Farm to School



The National Farm to School Network is a program that enables schools to supply local food for their students.  Farm to School believes that feeding students with local food can provide many benefits to a society.  First, it teaches students and community members about connections between food and where it comes from; beginning with the farmer and their environmental impact to grow food, to the nutritional importance of fresh food.  The next benefit with the Farm to School program is improving students’ nutrition by feeding them more fruits and vegetables. This can reduce the occurrence of obesity, and help reduce hunger.  School can save money if farmers can plan on supplying food that is in season on a consistent basis.  It can create more jobs in a society, and adds new markets for farmers, ranchers, fishers, and processors.  Not to mention, keeping food local reduces the use of oil, reducing emissions of greenhouse gasses.
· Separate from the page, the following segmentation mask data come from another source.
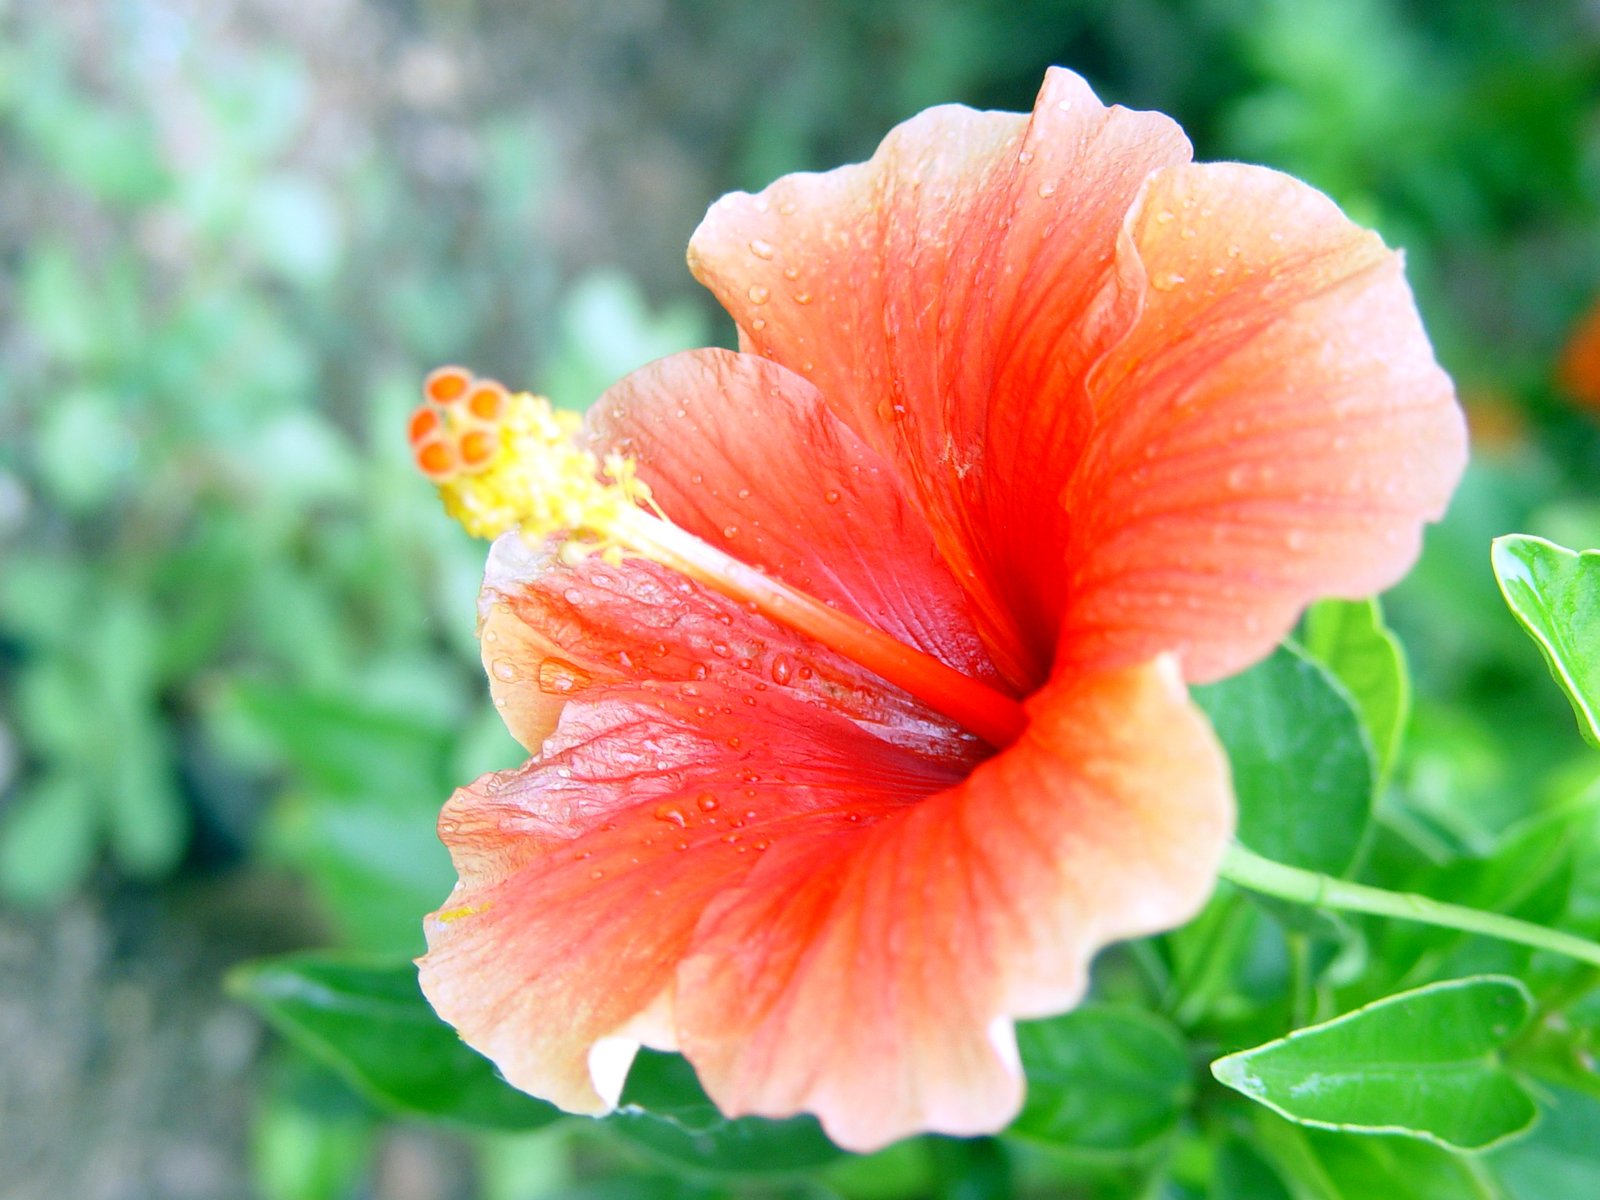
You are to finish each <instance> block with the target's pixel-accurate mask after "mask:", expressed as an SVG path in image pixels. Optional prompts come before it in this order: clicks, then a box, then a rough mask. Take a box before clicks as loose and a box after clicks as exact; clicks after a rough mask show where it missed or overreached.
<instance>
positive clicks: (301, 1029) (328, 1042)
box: [229, 954, 562, 1130]
mask: <svg viewBox="0 0 1600 1200" xmlns="http://www.w3.org/2000/svg"><path fill="white" fill-rule="evenodd" d="M229 990H230V992H232V995H235V997H237V998H240V1000H243V1002H246V1003H248V1005H251V1006H253V1008H254V1010H256V1011H259V1013H261V1014H262V1016H264V1018H266V1019H267V1022H269V1024H270V1026H272V1027H274V1029H277V1030H278V1032H280V1034H283V1035H285V1037H286V1038H290V1040H291V1042H294V1043H296V1045H299V1046H301V1048H302V1050H306V1051H307V1053H310V1054H314V1056H315V1058H317V1059H320V1061H322V1062H325V1064H328V1066H330V1067H333V1069H334V1070H336V1072H338V1074H339V1075H342V1077H344V1078H346V1080H347V1082H349V1083H350V1085H352V1086H355V1088H357V1090H358V1091H360V1093H362V1094H363V1096H366V1098H368V1099H371V1101H374V1102H376V1104H379V1106H382V1107H387V1109H392V1110H395V1112H402V1114H410V1115H416V1117H430V1118H435V1120H445V1122H451V1123H456V1125H467V1126H474V1128H486V1130H536V1128H539V1126H541V1125H549V1123H550V1122H552V1120H555V1118H558V1117H560V1115H562V1114H560V1112H558V1110H557V1109H555V1107H552V1106H549V1104H546V1102H544V1101H538V1099H533V1098H531V1096H525V1094H523V1093H520V1091H517V1090H515V1088H512V1086H510V1085H509V1083H506V1082H504V1080H502V1078H501V1077H499V1074H498V1072H496V1070H494V1066H493V1064H491V1062H490V1061H488V1059H486V1058H483V1056H482V1054H478V1053H477V1051H475V1050H470V1048H469V1046H466V1045H464V1043H462V1042H461V1040H459V1038H458V1037H456V1032H454V1030H453V1029H451V1027H450V1026H446V1024H445V1022H443V1021H440V1019H438V1016H435V1013H434V1010H432V1008H430V1006H429V1003H427V1000H426V998H424V997H422V990H421V987H419V986H418V981H416V968H414V966H413V965H411V963H408V962H400V963H390V962H358V960H341V958H334V957H326V955H310V954H307V955H290V957H285V958H269V960H266V962H258V963H250V965H246V966H242V968H238V970H235V971H234V973H232V974H230V976H229Z"/></svg>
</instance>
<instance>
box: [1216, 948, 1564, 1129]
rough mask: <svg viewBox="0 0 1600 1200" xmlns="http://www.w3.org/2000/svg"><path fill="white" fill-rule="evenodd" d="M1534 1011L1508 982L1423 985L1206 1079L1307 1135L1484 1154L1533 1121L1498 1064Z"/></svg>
mask: <svg viewBox="0 0 1600 1200" xmlns="http://www.w3.org/2000/svg"><path fill="white" fill-rule="evenodd" d="M1531 1005H1533V998H1531V997H1530V995H1528V989H1525V987H1523V986H1522V984H1520V982H1518V981H1515V979H1510V978H1507V976H1474V978H1469V979H1453V981H1446V982H1440V984H1429V986H1427V987H1419V989H1416V990H1413V992H1405V994H1402V995H1392V997H1387V998H1384V1000H1378V1002H1376V1003H1371V1005H1366V1006H1365V1008H1358V1010H1357V1011H1354V1013H1347V1014H1344V1016H1341V1018H1336V1019H1333V1021H1328V1022H1326V1024H1322V1026H1312V1027H1309V1029H1301V1030H1296V1032H1293V1034H1290V1035H1288V1037H1285V1038H1280V1040H1277V1042H1269V1043H1266V1045H1262V1046H1254V1048H1253V1050H1243V1051H1238V1053H1237V1054H1229V1056H1226V1058H1221V1059H1218V1061H1216V1062H1213V1064H1211V1074H1213V1075H1216V1078H1218V1080H1219V1082H1221V1083H1226V1085H1227V1086H1230V1088H1234V1090H1235V1091H1240V1093H1243V1094H1245V1096H1250V1098H1251V1099H1254V1101H1259V1102H1261V1104H1266V1106H1267V1107H1269V1109H1272V1110H1274V1112H1278V1114H1282V1115H1283V1117H1288V1118H1290V1120H1293V1122H1299V1123H1302V1125H1312V1126H1318V1128H1328V1130H1346V1131H1358V1133H1400V1134H1406V1136H1411V1138H1422V1139H1426V1141H1434V1142H1438V1144H1440V1146H1448V1147H1454V1149H1462V1150H1480V1149H1485V1147H1488V1146H1493V1144H1496V1142H1501V1141H1504V1139H1507V1138H1510V1136H1512V1134H1517V1133H1520V1131H1522V1130H1525V1128H1528V1126H1530V1125H1531V1123H1533V1120H1534V1118H1536V1117H1538V1109H1536V1107H1534V1104H1533V1101H1531V1099H1530V1098H1528V1093H1526V1091H1523V1088H1522V1085H1518V1083H1517V1080H1514V1078H1512V1077H1510V1074H1509V1072H1507V1070H1506V1069H1504V1067H1502V1066H1501V1061H1499V1056H1498V1051H1499V1048H1501V1046H1504V1045H1506V1043H1507V1042H1509V1040H1510V1038H1512V1037H1515V1035H1517V1034H1518V1032H1520V1030H1522V1029H1523V1026H1526V1024H1528V1018H1530V1011H1531Z"/></svg>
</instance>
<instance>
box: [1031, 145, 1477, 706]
mask: <svg viewBox="0 0 1600 1200" xmlns="http://www.w3.org/2000/svg"><path fill="white" fill-rule="evenodd" d="M1118 266H1120V267H1122V270H1123V280H1125V286H1126V288H1128V290H1131V291H1139V293H1142V298H1144V299H1142V309H1141V315H1139V320H1138V323H1136V325H1134V328H1133V330H1131V331H1130V333H1128V336H1126V338H1125V339H1123V341H1122V342H1120V344H1118V346H1117V347H1115V349H1114V350H1112V352H1110V354H1109V355H1107V357H1106V358H1104V360H1102V362H1101V363H1099V366H1098V368H1096V371H1094V373H1093V376H1091V379H1090V392H1091V398H1093V403H1094V408H1096V421H1098V429H1096V434H1094V440H1093V443H1091V446H1090V450H1088V454H1086V456H1085V461H1083V467H1082V470H1080V474H1078V477H1077V478H1075V480H1074V483H1072V486H1070V490H1069V491H1067V494H1066V507H1067V512H1070V530H1069V541H1067V562H1069V563H1070V576H1069V582H1067V586H1066V589H1061V590H1064V595H1066V597H1067V602H1066V606H1064V610H1066V611H1064V622H1062V627H1061V640H1059V650H1061V662H1067V664H1077V666H1080V667H1088V666H1106V664H1114V662H1138V661H1144V659H1147V658H1150V656H1152V654H1155V653H1160V651H1165V650H1173V651H1178V653H1179V654H1181V658H1182V664H1184V674H1186V675H1187V677H1189V678H1192V680H1211V678H1219V677H1222V675H1229V674H1232V672H1235V670H1238V669H1242V667H1245V666H1248V664H1250V662H1253V661H1254V659H1258V658H1261V656H1262V654H1264V653H1267V651H1269V650H1270V648H1272V645H1274V643H1277V642H1278V638H1280V637H1282V635H1283V634H1285V632H1288V629H1290V627H1291V624H1293V622H1294V619H1296V616H1298V614H1299V610H1301V608H1302V606H1304V605H1306V603H1307V602H1310V600H1314V598H1317V597H1322V595H1344V597H1362V595H1370V594H1373V592H1376V590H1381V589H1384V587H1387V586H1390V584H1394V582H1395V581H1397V579H1398V578H1400V576H1402V574H1405V571H1406V570H1408V568H1410V565H1411V562H1414V558H1416V554H1418V546H1419V539H1421V526H1422V522H1426V520H1437V518H1438V517H1440V515H1442V514H1443V509H1445V504H1446V502H1448V499H1450V493H1451V491H1453V490H1454V486H1456V482H1458V480H1459V477H1461V472H1462V469H1464V466H1466V427H1464V422H1462V418H1461V411H1459V408H1458V406H1456V403H1454V397H1453V389H1451V384H1450V379H1448V378H1446V376H1445V373H1443V371H1440V370H1438V366H1437V363H1435V362H1434V355H1432V349H1430V347H1429V342H1427V336H1426V334H1424V333H1422V326H1421V323H1419V320H1418V314H1416V306H1414V302H1413V299H1411V291H1410V288H1408V286H1406V283H1405V278H1403V277H1402V264H1400V256H1398V254H1397V253H1394V251H1389V250H1386V248H1384V245H1382V243H1381V242H1379V238H1378V237H1376V235H1374V234H1370V232H1366V230H1362V229H1358V227H1355V226H1352V224H1350V222H1349V221H1347V219H1346V218H1344V216H1342V214H1341V213H1339V210H1338V208H1336V206H1334V205H1333V203H1331V202H1330V200H1328V198H1326V197H1323V195H1322V194H1320V192H1315V190H1314V189H1310V187H1307V186H1306V184H1301V182H1298V181H1294V179H1291V178H1288V176H1285V174H1278V173H1277V171H1269V170H1266V168H1258V166H1242V165H1237V163H1210V165H1186V166H1178V168H1170V170H1165V171H1160V173H1157V174H1155V176H1154V178H1152V179H1150V182H1149V187H1147V190H1146V195H1144V200H1142V203H1141V206H1139V208H1138V210H1136V211H1134V213H1133V214H1131V216H1130V221H1128V229H1126V235H1125V238H1123V242H1122V246H1120V248H1118Z"/></svg>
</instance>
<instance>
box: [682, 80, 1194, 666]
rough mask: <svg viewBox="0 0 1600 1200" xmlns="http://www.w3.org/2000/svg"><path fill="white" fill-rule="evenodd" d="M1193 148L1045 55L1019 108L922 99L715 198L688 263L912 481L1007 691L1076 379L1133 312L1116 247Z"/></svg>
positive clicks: (1067, 417) (1112, 337) (762, 344)
mask: <svg viewBox="0 0 1600 1200" xmlns="http://www.w3.org/2000/svg"><path fill="white" fill-rule="evenodd" d="M1187 157H1189V144H1187V141H1186V139H1184V136H1182V133H1181V131H1179V130H1178V126H1176V125H1173V122H1170V120H1168V118H1166V117H1162V115H1160V114H1146V112H1130V110H1126V109H1107V107H1104V106H1102V104H1101V102H1099V101H1098V99H1096V98H1094V93H1093V91H1090V88H1088V85H1086V83H1083V80H1082V78H1078V77H1077V75H1074V74H1070V72H1066V70H1051V72H1050V74H1048V75H1046V78H1045V85H1043V90H1042V91H1040V96H1038V101H1037V104H1035V109H1034V114H1032V117H1022V115H1016V114H998V112H973V110H970V109H962V107H939V109H930V110H928V112H923V114H922V115H918V117H915V118H912V120H909V122H906V123H904V125H901V126H899V128H898V130H894V131H893V133H891V134H890V136H888V138H886V139H885V141H883V146H882V147H880V149H878V152H877V154H875V155H874V157H872V160H870V162H867V163H862V165H859V166H846V168H842V170H837V171H830V173H827V174H797V176H787V178H784V179H779V181H778V182H774V184H773V186H771V187H768V189H766V190H765V192H762V194H760V195H744V194H733V195H730V197H725V198H723V200H720V202H717V205H714V206H712V210H710V213H709V214H707V216H706V221H704V222H702V224H701V227H699V229H698V230H696V234H694V238H693V240H691V243H690V266H691V269H693V270H694V274H696V275H698V277H699V278H701V282H702V283H706V285H707V286H709V288H710V290H712V291H714V293H717V298H718V299H720V301H722V302H723V306H725V307H726V309H728V310H730V312H731V314H733V317H734V320H736V322H738V323H739V331H741V341H742V344H744V346H746V347H747V349H750V350H755V352H757V354H762V355H766V357H770V358H774V360H778V362H781V363H784V365H786V366H789V368H790V370H794V371H798V373H800V374H803V376H805V378H806V379H810V381H811V382H814V384H816V386H818V389H819V390H821V392H822V397H824V400H826V402H827V405H829V406H830V408H834V411H835V413H838V414H840V416H843V418H845V421H846V422H848V424H850V426H851V427H853V429H854V430H856V432H858V434H861V435H862V437H864V438H866V440H867V442H869V443H872V445H874V446H875V448H877V450H878V451H880V453H883V454H885V458H888V459H890V461H891V462H893V464H894V466H896V470H898V472H899V474H901V477H902V478H904V480H906V482H907V483H909V485H910V486H912V488H914V493H915V496H917V498H918V504H920V506H922V507H923V509H925V510H926V512H928V515H930V520H931V522H933V528H934V536H936V539H938V542H939V549H941V552H942V554H944V555H946V558H947V560H949V562H950V565H952V568H954V571H955V574H957V578H958V579H960V581H962V586H963V587H965V589H966V590H968V594H970V595H971V598H973V603H974V608H976V616H978V622H979V629H981V632H982V634H984V638H986V642H987V643H989V650H990V654H992V656H994V658H995V662H997V666H998V667H1000V670H1002V674H1003V675H1005V677H1006V678H1008V680H1010V682H1011V685H1013V686H1016V688H1019V690H1026V688H1030V686H1037V685H1038V683H1040V682H1042V680H1043V678H1045V675H1046V672H1048V666H1050V659H1051V653H1053V648H1054V634H1056V629H1054V624H1053V618H1054V611H1053V610H1051V608H1050V606H1048V605H1045V606H1042V605H1040V603H1038V592H1040V587H1038V586H1037V582H1038V581H1037V579H1035V576H1037V574H1042V576H1043V578H1045V579H1048V581H1056V579H1058V578H1059V565H1058V562H1056V560H1053V558H1051V557H1050V550H1051V536H1050V534H1053V533H1054V531H1056V528H1058V526H1059V514H1058V510H1056V496H1058V493H1059V486H1061V483H1064V480H1066V477H1067V474H1069V472H1070V466H1072V462H1074V461H1075V458H1077V453H1078V446H1080V445H1082V440H1083V437H1085V434H1086V422H1088V418H1090V410H1088V405H1086V400H1085V395H1083V378H1085V374H1086V371H1088V368H1090V365H1091V363H1093V362H1096V360H1098V357H1099V355H1101V354H1102V352H1104V349H1106V347H1107V346H1109V344H1110V342H1114V341H1115V339H1117V338H1118V336H1120V334H1122V333H1123V331H1125V330H1126V326H1128V323H1130V322H1131V320H1133V315H1134V312H1136V307H1138V296H1133V294H1128V293H1125V291H1122V290H1118V288H1117V286H1114V262H1112V253H1114V250H1115V245H1117V237H1118V232H1120V229H1122V222H1123V218H1125V214H1126V211H1128V208H1130V205H1131V203H1133V200H1134V197H1136V195H1138V190H1139V186H1141V184H1142V181H1144V179H1146V176H1149V173H1150V171H1152V170H1155V168H1158V166H1162V165H1166V163H1174V162H1184V160H1187Z"/></svg>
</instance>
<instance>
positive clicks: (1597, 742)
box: [1490, 533, 1600, 747]
mask: <svg viewBox="0 0 1600 1200" xmlns="http://www.w3.org/2000/svg"><path fill="white" fill-rule="evenodd" d="M1490 558H1491V562H1493V563H1494V578H1496V579H1499V586H1501V594H1502V595H1504V597H1506V603H1507V605H1510V611H1512V614H1514V616H1515V618H1517V621H1520V622H1522V627H1523V629H1526V630H1528V637H1531V638H1533V640H1534V642H1536V643H1538V646H1539V651H1541V653H1542V654H1544V661H1546V664H1547V666H1549V667H1550V674H1552V675H1554V677H1555V682H1557V683H1560V685H1562V691H1565V693H1566V699H1568V701H1571V706H1573V712H1574V714H1576V717H1578V730H1579V733H1582V734H1584V738H1586V739H1587V741H1589V742H1590V744H1592V746H1597V747H1600V550H1584V552H1582V554H1578V552H1576V550H1568V549H1565V547H1562V546H1557V544H1555V542H1547V541H1544V538H1531V536H1528V534H1523V533H1512V534H1507V536H1504V538H1496V539H1494V547H1493V550H1491V554H1490Z"/></svg>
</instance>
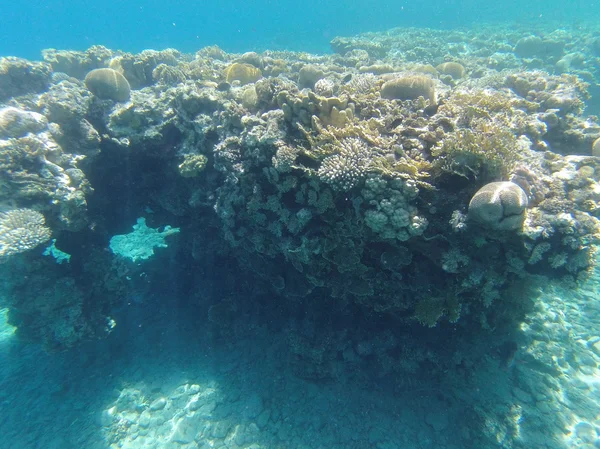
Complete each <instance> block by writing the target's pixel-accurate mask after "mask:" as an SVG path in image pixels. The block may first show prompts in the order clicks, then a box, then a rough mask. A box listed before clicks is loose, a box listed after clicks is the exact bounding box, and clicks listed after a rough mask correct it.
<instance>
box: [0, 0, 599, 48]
mask: <svg viewBox="0 0 600 449" xmlns="http://www.w3.org/2000/svg"><path fill="white" fill-rule="evenodd" d="M5 3H6V4H5V7H3V8H2V15H3V18H2V28H1V29H0V54H3V55H12V56H19V57H24V58H29V59H38V58H39V55H40V50H41V49H44V48H61V49H73V50H84V49H86V48H88V47H90V46H92V45H98V44H101V45H105V46H107V47H111V48H119V49H121V50H123V51H130V52H139V51H142V50H144V49H146V48H153V49H157V50H160V49H164V48H169V47H173V48H177V49H179V50H180V51H184V52H193V51H195V50H197V49H198V48H200V47H204V46H207V45H219V46H220V47H222V48H223V49H224V50H227V51H231V52H244V51H250V50H260V51H263V50H267V49H271V50H274V49H276V50H282V49H287V50H294V51H310V52H327V51H329V40H331V39H332V38H333V37H335V36H341V35H351V34H356V33H362V32H367V31H384V30H386V29H388V28H393V27H398V26H401V27H432V28H452V27H457V26H473V25H481V24H484V23H490V22H502V21H508V22H512V21H517V22H521V23H531V24H543V23H544V22H547V21H550V22H552V21H564V20H569V21H574V23H577V21H593V20H598V19H599V18H600V2H598V1H597V0H572V1H569V2H552V1H544V0H532V1H527V2H523V1H517V0H508V1H503V2H496V1H475V0H465V1H457V0H439V1H425V0H417V1H402V0H401V1H395V0H371V1H363V2H361V1H355V0H342V1H316V0H308V1H303V2H296V1H288V0H280V1H276V0H273V1H266V0H265V1H248V2H240V1H223V0H215V1H210V2H209V1H183V0H174V1H169V2H164V1H158V0H153V1H127V2H122V1H104V2H95V1H92V2H76V1H72V2H70V1H64V0H49V1H44V2H37V1H32V2H21V3H20V4H18V5H17V4H14V3H9V2H7V1H6V0H5Z"/></svg>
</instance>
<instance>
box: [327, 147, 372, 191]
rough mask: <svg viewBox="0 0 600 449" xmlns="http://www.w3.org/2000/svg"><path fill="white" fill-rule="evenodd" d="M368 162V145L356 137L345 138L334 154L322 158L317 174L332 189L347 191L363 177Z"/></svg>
mask: <svg viewBox="0 0 600 449" xmlns="http://www.w3.org/2000/svg"><path fill="white" fill-rule="evenodd" d="M370 163H371V151H370V150H369V147H368V145H367V144H366V143H365V142H364V141H362V140H360V139H358V138H346V139H344V140H342V141H341V142H340V145H339V147H338V149H337V152H336V154H333V155H332V156H328V157H326V158H325V159H324V160H323V162H322V163H321V166H320V167H319V170H318V172H317V175H318V176H319V178H320V179H321V180H322V181H324V182H326V183H327V184H329V185H330V186H331V187H332V188H333V190H335V191H341V192H347V191H348V190H350V189H352V188H354V187H356V186H357V185H358V184H359V183H360V182H361V181H362V180H363V179H364V178H365V176H366V175H367V172H368V170H369V165H370Z"/></svg>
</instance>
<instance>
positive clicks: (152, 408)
mask: <svg viewBox="0 0 600 449" xmlns="http://www.w3.org/2000/svg"><path fill="white" fill-rule="evenodd" d="M165 405H167V400H166V399H165V398H158V399H157V400H156V401H154V402H153V403H152V404H150V410H152V411H156V410H162V409H163V408H165Z"/></svg>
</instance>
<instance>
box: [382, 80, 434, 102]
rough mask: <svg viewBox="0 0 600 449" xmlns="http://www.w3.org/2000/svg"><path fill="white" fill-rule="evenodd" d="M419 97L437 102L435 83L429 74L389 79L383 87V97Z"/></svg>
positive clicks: (386, 98) (392, 97) (410, 99)
mask: <svg viewBox="0 0 600 449" xmlns="http://www.w3.org/2000/svg"><path fill="white" fill-rule="evenodd" d="M419 97H423V98H425V99H426V100H429V101H430V102H431V103H432V104H435V103H436V95H435V85H434V83H433V80H432V79H431V78H429V77H428V76H425V75H408V76H402V77H400V78H396V79H392V80H390V81H387V82H386V83H385V84H384V85H383V86H382V87H381V98H385V99H388V100H416V99H417V98H419Z"/></svg>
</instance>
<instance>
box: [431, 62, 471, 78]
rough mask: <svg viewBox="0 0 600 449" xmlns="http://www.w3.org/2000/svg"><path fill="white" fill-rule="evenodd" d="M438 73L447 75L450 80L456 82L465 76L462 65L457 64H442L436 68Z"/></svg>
mask: <svg viewBox="0 0 600 449" xmlns="http://www.w3.org/2000/svg"><path fill="white" fill-rule="evenodd" d="M437 69H438V70H439V72H440V73H443V74H444V75H449V76H451V77H452V79H455V80H458V79H461V78H462V77H464V76H465V74H466V70H465V68H464V67H463V65H462V64H459V63H458V62H444V63H443V64H440V65H438V66H437Z"/></svg>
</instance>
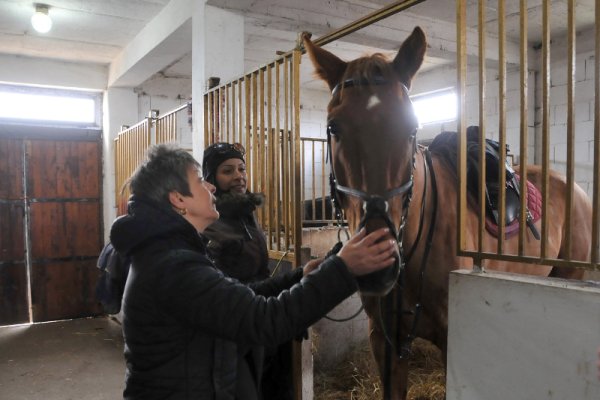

The program took a lot of time to be implemented.  It was first thought of in 1996, and the USDA supported the establishment of the program in 2000.  Many states began to organize schools and local farmers for the next 5 years, until in 2005 the first grant from Kellogg was given.  The website was then created, and the Farm to School Network blew up, and by 2008 over 2000 programs were established in 39 states.  By 2010, all 50 states had adopted a Farm to School program, and in 2011 the White House Task Force Report on Childhood Obesity recognized the Farm to School Network as a strategy for preventing obesity.

The Farm to School Network is a exciting new program designed to improve the health of schools and communities.  I feel that this is a much-needed change in our food system.  The jobs it can create, and the way it helps people seems almost to good to be true.  Hopefully it succeeds and continues to grow.